Subjects and Methods
All cases with diarrhea irrespective of clinical features, HIV exposure and other immunocompromised states referred from the wards and out-patient departments were investigated. Diarrhea was defined as 3 or more watery to semisolid motions in 24 hours. Chronic diarrhea was defined as diarrhea occuring on at least 50% of the days in preceding month (i.e., either two weeks of continuous diarrhea or recurrent episodes for at least 15 days). Stool samples were collected from each individual; in more than 50% cases 3 consecutive stool samples were obtained.

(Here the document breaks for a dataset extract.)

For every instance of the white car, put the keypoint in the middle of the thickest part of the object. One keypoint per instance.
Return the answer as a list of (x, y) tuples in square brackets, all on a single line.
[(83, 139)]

Most of these patients complained of abdominal pain, diarrhea, nausea, vomiting and flatulence. Detailed clinical history, relevant laboratory investigations and outcome of therapy were noted. Patients were also analyzed by their age, race, ethnicity, gender and HIV exposure. HIV serological status in vulnerable groups was determined.
Upon enrollment, stool samples were processed and examined using following methods: direct stool sample was examined within 1-2 hour for the presence of leukocytes (methylene blue stain); wet-mount preparations with both saline and iodine to look for motile trophozoites and larvae, ova, cyst and oocysts respectively. A part of the stool sample was processed by the formal-ether concentration technique(4). Saline and iodine wet-mount preparations of final formol-ether concentrate were examined microscopically for oocysts, cysts, ova and larvae. Modified acid-fast stain were also performed to fecal smear to look for Cryptosporidium, Cyclospora and Isospora. Each wet-mount preparation and stained fecal smears were examined by two microbiologists independently.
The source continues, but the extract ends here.